His work in the Senate has remained some of the least self-serving and most statesmanlike. Campaign finance reform, strong opposition to torture, organizing the middle of the road Gang of 14 compromise - did not endear him with Republican conservatives; and on the other side of the aisle, his steadfast support for winning the war in Iraq has alienated many Democrats who once considered him worthy enough to cross party lines and cast a McCain vote. All of these actions demonstrated his independence and I marveled at his conviction of conscience to stand his ground.
But something has happened to John McCain.
It began last year at the Southern Republican Leadership Conference when he announced to supporters for the event’s presidential straw poll, “write-in President Bush” in place of his own name. While this may have been more a political shenanigan to rescue an almost certain loss to hometown favorite Bill Frist, it marked a strange change of direction in what had always been McCain’s straight talk approach. The SRLC event was an opportunity for McCain to distance himself from the President and maintain his maverick status, but he instead chose to do the exact opposite.

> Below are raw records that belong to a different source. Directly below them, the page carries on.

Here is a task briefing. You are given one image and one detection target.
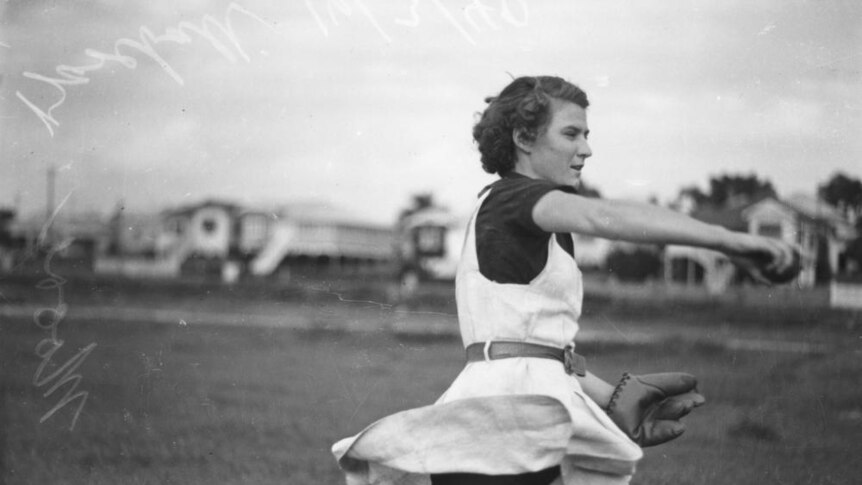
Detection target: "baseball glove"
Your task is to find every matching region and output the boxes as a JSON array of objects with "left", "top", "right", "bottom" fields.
[{"left": 605, "top": 372, "right": 706, "bottom": 447}]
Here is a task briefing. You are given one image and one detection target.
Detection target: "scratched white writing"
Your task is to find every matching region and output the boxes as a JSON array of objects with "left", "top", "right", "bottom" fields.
[
  {"left": 305, "top": 0, "right": 528, "bottom": 45},
  {"left": 31, "top": 196, "right": 97, "bottom": 431},
  {"left": 16, "top": 2, "right": 275, "bottom": 137}
]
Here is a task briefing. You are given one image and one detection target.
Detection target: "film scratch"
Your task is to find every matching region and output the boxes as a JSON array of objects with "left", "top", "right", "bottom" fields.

Since that time, the McCain movement has been less express and more repress. He starts then stops then starts, and it seems like each new start is accompanied by a turn that takes him further to the right. He and Jerry Falwell are pals. He was a strong supporter of arch-conservative former Ohio gubernatorial candidate Ken Blackwell and now he’s leaning toward a gay marriage ban (a position he once rallied against).
I recognize that all of this new behavior is designed to move him to the right and make him more attractive to the Republican base. He must please the far right if he hopes to earn the party’s nomination, but it’s not the John McCain I thought I knew.
And I don’t think it’s the John McCain that looks back at him from the mirror in the morning. For the first time since I’ve followed his career, I don’t think John McCain is comfortable in his own skin. He’s bought the consultant’s script and it’s stifled the McCain that America loves. It’s something you often see in candidates when they get larger than life - it happened in 2000 to Al Gore and it’s what Joe Klein calls an “inconvenient truth” (not the Gore movie) of politics in his book ‘Politics Lost‘.
McCain’s leap then hesitate litany was on display last night as he “soft announced” his candidacy for president on ‘Late Night with David Letterman’. The obvious scripting of the show and the interview smelled so much of a set-up that it betrayed the disaster of the new McCain. The stop and start pattern couldn’t have been more evident, when he quickly followed his ‘announcement’ with a caveat that the ‘official’ announcement will take place in April. No honesty, no realism, just scripted fluff. Even the once glib off the cuff McCain was replaced by a forced repartee infused with campaign-trail tested one liners (all of which I and I assume many other folks have heard from him before).
I miss John McCain and if he wins the Republican nomination, maybe he should consider doing so under an assumed name.